I miss Pluto

December 1st, 2008 § 1

Remember when we were growing up and there were more planets?  We had a little one – way out there – named after a Disney character.  Sure Pluto is also the Roman god of the Underworld, but don’t mess with childhood memories here ok?  Well I am still adapting to recent scientific adaptations that have ripped Pluto away from us and added it instead to the Kuiper Belt. I wonder if that was named after Abraham Kuyper.  Probably not, he spelled his name differently.

You might ask why I am thinking about Pluto on this snowy Monday morning in St Louis.  Well let me try to explain.  You should know first of all, that I am not a morning person.  I have tried.  All my life I have tried to become a morning person, but it doesn’t work.  I prefer to sleep and have no human interaction for as late as possible in the day.  But my preferences are insignificant.  You know why?  Because I have kids.  I learned quickly that if you have kids, what you want doesn’t matter.  I was reminded of the reality this morning at 7:00 when my son woke me from my wonderful stage four REM sleep to tell me that breakfast was ready.

Just a word of introduction to this point might be helpful.  A couple of days ago, we were sitting on the couch flipping the channels and we stopped at the food network.  Do you know the food network?  Its a cable network all about cooking and making food look as nice as possible.  It is porn for food.  They do all this stuff that looks so good, but in the real world you can’t do it yourself and even if you did it might hurt you.  But like all porn, it makes some people think and believe that they can live like actors on TV.  After five minutes exposure to a chef slicing an Orange, Gage thinks he is a Gourmet Chef.

So at 7am when I am awoken and told to come to breakfast, I am presented with four french toast sticks (from the freezer to the microwave) on a bed of Syrup, garnished by 8 mini pancakes (again from the freezer).  I gotta tell you it was good for a freezer breakfast, and he did a great job on the presentation (except my fork laying sideways across the plate soaking in syrup), but 7am just isn’t the time for me to eat alot, nor especially to be terribly enthusiastic about anything at all.

I did eat it all though, and I tried my best to be supportive and encouraging, though at times I found myself having to pause to let the blood come back to my brain.

As a part of his gourmet meal, Gage also brought out his old planet place mat.  It is one of those vinyl rectangle things kids eat on.  This one has the planets on it.  He looked at it at one point and exclaimed that a trillion of our moons would fit into Jupiter.  Of course most of the reason he said that was because there was a lull in the conversation.  If you know Gage, a lull is an opportunity for speech.  I look at the place mat with him and noticed that at the furthest point in the solar system was a planet called Neptune, and it reminded me of something that has been lost from my own childhood.  I miss Pluto.

§ One Response to “I miss Pluto”

  • Go out and buy yourself another planets placemat.

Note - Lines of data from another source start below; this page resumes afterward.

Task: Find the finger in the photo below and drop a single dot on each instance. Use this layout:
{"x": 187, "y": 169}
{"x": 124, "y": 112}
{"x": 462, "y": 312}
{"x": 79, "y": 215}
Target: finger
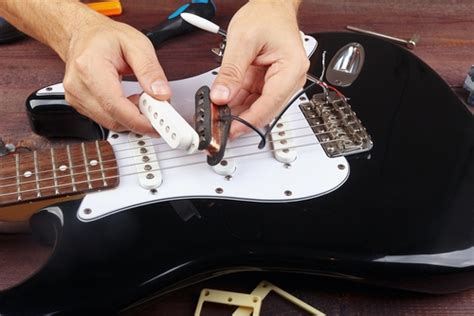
{"x": 281, "y": 84}
{"x": 233, "y": 69}
{"x": 106, "y": 87}
{"x": 144, "y": 63}
{"x": 249, "y": 100}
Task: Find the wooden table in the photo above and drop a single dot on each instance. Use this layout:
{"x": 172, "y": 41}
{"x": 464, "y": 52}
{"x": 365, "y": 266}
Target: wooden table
{"x": 446, "y": 44}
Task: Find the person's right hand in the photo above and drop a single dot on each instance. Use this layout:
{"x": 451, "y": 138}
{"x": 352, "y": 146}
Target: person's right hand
{"x": 99, "y": 53}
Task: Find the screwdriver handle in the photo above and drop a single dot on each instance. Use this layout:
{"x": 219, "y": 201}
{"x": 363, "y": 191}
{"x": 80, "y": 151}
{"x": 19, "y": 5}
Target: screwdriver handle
{"x": 174, "y": 25}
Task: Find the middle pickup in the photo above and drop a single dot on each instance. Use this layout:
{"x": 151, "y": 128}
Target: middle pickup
{"x": 212, "y": 123}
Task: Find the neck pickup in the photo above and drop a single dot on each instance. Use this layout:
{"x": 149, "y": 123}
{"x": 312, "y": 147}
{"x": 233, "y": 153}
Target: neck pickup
{"x": 57, "y": 172}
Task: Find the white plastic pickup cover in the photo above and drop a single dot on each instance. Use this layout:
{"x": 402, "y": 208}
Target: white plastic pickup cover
{"x": 171, "y": 126}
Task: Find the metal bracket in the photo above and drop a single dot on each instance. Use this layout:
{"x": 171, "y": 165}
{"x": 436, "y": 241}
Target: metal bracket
{"x": 264, "y": 288}
{"x": 250, "y": 302}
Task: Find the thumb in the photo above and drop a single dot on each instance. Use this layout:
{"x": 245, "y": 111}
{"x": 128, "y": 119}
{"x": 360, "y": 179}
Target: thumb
{"x": 232, "y": 73}
{"x": 148, "y": 71}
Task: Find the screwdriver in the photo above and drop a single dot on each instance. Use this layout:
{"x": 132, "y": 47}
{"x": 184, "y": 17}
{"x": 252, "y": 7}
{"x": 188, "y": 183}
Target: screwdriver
{"x": 174, "y": 25}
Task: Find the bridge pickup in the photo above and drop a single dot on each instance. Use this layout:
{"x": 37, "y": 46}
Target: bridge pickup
{"x": 212, "y": 123}
{"x": 336, "y": 125}
{"x": 146, "y": 162}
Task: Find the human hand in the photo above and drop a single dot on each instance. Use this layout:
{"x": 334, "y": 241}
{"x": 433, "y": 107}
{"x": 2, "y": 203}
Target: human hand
{"x": 99, "y": 53}
{"x": 264, "y": 62}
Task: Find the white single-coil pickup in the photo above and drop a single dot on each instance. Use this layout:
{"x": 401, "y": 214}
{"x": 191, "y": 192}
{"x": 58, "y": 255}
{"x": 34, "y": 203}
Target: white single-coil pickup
{"x": 169, "y": 124}
{"x": 146, "y": 162}
{"x": 282, "y": 140}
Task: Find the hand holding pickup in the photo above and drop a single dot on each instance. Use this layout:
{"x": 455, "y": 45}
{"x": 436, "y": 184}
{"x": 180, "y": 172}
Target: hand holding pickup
{"x": 264, "y": 63}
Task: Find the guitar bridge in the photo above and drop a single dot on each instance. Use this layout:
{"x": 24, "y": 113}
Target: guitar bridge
{"x": 336, "y": 125}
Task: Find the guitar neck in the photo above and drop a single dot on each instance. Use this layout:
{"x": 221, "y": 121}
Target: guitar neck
{"x": 57, "y": 172}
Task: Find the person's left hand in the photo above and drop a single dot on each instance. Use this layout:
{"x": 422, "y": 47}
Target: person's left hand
{"x": 264, "y": 62}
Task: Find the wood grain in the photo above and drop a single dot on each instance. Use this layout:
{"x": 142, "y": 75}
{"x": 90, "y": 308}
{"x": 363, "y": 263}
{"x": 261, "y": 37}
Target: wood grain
{"x": 447, "y": 45}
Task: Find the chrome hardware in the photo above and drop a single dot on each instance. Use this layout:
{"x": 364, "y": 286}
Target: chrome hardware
{"x": 346, "y": 65}
{"x": 336, "y": 126}
{"x": 409, "y": 43}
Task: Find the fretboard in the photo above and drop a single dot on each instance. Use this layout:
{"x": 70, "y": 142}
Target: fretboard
{"x": 56, "y": 172}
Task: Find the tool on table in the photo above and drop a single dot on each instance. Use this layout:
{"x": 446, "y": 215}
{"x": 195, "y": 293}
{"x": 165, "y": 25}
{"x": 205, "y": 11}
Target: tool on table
{"x": 469, "y": 85}
{"x": 208, "y": 26}
{"x": 9, "y": 34}
{"x": 174, "y": 25}
{"x": 409, "y": 43}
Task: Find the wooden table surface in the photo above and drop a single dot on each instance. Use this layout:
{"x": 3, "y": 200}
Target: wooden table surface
{"x": 447, "y": 45}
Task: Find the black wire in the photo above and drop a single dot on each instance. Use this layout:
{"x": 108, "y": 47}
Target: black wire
{"x": 241, "y": 120}
{"x": 263, "y": 136}
{"x": 275, "y": 121}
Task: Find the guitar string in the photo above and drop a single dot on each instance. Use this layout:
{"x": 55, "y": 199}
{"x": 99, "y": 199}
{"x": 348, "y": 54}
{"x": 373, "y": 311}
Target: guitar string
{"x": 136, "y": 173}
{"x": 177, "y": 157}
{"x": 161, "y": 160}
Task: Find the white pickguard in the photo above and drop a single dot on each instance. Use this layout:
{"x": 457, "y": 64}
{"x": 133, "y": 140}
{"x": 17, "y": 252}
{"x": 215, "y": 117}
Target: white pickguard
{"x": 258, "y": 176}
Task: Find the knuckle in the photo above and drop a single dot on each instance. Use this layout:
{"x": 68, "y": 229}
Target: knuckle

You’ll find plenty that still include Pluto. In fact, you don’t need to adapt to the demotion of Pluto because it was done by a tiny minority of the world’s astronomers and is heavily contested. Only four percent of the International Astronomical Union voted on the planet definition that demoted Pluto, and most of those are not planetary scientists. The decision was immediately opposed by an equal number of professional astronomers led by Dr. Alan Stern, Principal Investigator of NASA’s New Horizons mission to Pluto. You can find the petition here: http://www.ipetitions.com/petition/planetprotest/

    The planet definition the IAU adopted, the one that demoted Pluto, makes no linguistic sense for two reasons. One, it states that dwarf planets are not planets at all, something that makes no linguistic sense. Second, the IAU definition defines objects solely by where they are while ignoring what they are. If Earth were placed in Pluto’s orbit, according to the IAU, it would not be a planet either. These are among the reasons why this planet definition is likely to be overturned within the next few years.

    To conclude, our solar system has more not, fewer planets, with the discovery of the new dwarf planets: Mercury, Venus, Earth, Mars, Ceres, Jupiter, Saturn, Uranus, Neptune, Pluto, Haumea, Makemake, and Eris.